The World Bank has raised alarm over the economic impact on on businesses and households as a result of the redesign of new naira notes.
In a report, titled ‘Nigeria Development Update December 2022 – Nigeria’s Choice’, Nigeria’s economic performance has weakened since the previous report was published in June 2022 under the title of “The Continuing Urgency of Business Unusual”.
“At present, households and firms already face elevated financial pressures from prolonged, high inflation, recently compounded by external food and fuel price shocks, and the severe floods, and phasing out existing naira notes over a short time period may add to their challenges,” the report states.
According to the report, the World Bank notes that the timing and short transition period of the Nigerian naira redesign may weigh on economic activity.

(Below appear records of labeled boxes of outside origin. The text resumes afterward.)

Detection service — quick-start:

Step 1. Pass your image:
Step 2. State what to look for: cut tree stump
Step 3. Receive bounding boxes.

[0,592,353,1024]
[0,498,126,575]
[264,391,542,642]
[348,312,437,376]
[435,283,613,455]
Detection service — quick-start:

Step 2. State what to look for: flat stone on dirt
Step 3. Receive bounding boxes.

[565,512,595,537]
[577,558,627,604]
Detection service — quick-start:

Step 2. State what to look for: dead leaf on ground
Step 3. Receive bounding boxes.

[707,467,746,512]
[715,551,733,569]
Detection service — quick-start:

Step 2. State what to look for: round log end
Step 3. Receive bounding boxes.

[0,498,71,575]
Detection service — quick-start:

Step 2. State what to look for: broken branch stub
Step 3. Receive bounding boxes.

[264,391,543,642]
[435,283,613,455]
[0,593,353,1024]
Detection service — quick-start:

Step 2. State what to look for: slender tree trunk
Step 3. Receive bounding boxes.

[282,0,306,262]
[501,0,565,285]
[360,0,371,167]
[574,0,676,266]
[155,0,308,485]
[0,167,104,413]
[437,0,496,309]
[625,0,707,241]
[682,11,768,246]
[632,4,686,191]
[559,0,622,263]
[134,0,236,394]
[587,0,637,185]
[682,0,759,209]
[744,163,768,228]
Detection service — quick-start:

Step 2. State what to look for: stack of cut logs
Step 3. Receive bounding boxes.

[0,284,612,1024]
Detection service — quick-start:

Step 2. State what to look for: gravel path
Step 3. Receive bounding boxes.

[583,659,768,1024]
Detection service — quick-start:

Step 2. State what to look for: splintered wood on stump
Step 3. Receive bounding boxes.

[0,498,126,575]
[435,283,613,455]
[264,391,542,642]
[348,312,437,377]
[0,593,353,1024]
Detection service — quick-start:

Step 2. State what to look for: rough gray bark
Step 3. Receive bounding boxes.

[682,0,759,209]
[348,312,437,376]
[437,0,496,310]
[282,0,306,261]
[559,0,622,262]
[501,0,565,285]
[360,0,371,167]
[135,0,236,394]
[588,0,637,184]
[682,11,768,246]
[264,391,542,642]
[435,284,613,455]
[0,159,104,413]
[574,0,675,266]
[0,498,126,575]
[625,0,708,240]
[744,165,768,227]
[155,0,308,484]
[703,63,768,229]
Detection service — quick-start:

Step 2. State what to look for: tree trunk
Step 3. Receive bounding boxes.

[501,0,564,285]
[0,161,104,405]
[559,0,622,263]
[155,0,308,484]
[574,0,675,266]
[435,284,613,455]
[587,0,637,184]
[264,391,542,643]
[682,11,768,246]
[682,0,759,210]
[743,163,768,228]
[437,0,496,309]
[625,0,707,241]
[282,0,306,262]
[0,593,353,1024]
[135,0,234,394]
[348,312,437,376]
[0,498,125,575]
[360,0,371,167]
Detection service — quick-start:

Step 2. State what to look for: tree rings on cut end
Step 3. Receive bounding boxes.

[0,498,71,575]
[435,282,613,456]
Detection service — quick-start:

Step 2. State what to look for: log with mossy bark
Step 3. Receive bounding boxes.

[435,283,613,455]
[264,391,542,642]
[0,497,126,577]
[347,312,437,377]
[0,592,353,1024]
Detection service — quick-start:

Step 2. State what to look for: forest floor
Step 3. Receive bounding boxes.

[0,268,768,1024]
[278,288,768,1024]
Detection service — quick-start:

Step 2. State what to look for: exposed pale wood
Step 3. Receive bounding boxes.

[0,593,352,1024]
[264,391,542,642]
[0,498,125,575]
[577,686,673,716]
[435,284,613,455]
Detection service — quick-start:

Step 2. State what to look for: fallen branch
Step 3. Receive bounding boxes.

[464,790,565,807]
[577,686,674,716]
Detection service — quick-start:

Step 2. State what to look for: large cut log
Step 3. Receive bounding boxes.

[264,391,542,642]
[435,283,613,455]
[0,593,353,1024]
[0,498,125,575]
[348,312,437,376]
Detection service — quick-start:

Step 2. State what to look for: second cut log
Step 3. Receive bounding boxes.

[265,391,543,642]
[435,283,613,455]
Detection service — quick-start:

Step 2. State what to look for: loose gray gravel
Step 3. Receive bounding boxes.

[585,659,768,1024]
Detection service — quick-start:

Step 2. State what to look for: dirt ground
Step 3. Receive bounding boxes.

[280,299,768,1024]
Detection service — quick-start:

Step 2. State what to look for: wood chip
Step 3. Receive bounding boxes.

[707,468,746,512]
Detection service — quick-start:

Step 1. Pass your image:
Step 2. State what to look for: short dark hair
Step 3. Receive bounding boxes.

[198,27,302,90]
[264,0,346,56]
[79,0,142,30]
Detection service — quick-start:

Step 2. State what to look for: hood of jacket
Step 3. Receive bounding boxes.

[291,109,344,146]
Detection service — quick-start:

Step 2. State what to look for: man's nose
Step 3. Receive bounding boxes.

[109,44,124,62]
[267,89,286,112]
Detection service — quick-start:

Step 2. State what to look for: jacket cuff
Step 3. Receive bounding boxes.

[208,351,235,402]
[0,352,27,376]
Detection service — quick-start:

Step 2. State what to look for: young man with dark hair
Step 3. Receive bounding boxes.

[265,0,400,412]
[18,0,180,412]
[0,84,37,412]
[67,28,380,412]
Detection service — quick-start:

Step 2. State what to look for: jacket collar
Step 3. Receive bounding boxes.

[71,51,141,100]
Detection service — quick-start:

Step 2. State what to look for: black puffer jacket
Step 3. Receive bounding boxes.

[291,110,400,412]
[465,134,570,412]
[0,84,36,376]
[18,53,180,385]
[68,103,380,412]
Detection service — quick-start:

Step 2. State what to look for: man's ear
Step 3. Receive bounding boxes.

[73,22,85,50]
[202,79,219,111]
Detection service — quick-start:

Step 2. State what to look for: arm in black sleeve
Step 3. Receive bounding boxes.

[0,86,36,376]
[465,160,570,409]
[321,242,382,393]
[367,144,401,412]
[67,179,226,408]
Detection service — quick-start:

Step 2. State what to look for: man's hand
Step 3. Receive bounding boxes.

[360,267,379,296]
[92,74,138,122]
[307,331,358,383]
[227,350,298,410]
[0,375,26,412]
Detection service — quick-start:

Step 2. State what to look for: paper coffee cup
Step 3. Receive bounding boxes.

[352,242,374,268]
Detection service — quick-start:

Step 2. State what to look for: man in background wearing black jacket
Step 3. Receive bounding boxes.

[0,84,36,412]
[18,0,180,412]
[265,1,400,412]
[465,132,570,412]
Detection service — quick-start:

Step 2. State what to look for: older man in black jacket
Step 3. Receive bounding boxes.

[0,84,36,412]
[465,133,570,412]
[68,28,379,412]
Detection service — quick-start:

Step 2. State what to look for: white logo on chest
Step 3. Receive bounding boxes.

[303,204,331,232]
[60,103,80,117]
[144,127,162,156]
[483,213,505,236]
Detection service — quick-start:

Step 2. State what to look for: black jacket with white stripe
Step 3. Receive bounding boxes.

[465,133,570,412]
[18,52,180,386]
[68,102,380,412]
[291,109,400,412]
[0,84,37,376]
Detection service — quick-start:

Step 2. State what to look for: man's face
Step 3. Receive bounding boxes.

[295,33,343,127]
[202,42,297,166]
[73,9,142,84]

“The CBN announced on October 26, 2022, that it planned to redesign, produce, and circulate new series of Nigerian naira (N) 200, 500 and 1,000 notes, equivalent to roughly US$0.5, US$1, and US$2 at the official rate.
“The three notes are the highest denominations out of the eight legal tender notes in Nigeria. Following the launch of the new designs on November 23, 2022, the new currency notes are to be circulated from December 15, 2022, with both the new and existing notes considered legal tender until January 31, 2023.
“Thereafter, only the new notes will be legal tender. Bank charges on cash deposits have been suspended to facilitate the transition,” the institution said.
The report states that the timing and short transition period for the demonetization may have negative impacts on economic activity, in particular for the poorest households.
“International experience suggests that rapid demonetizations can generate significant short-term costs, with small-scale businesses, and poor and vulnerable households, potentially being particularly affected due to being liquidity-constrained and heavily reliant on day-to-day cash transactions,”.
It adds that economic activity in most major economies had slowed down in 2022 amid high inflation and central banks shifting towards contractionary monetary policies.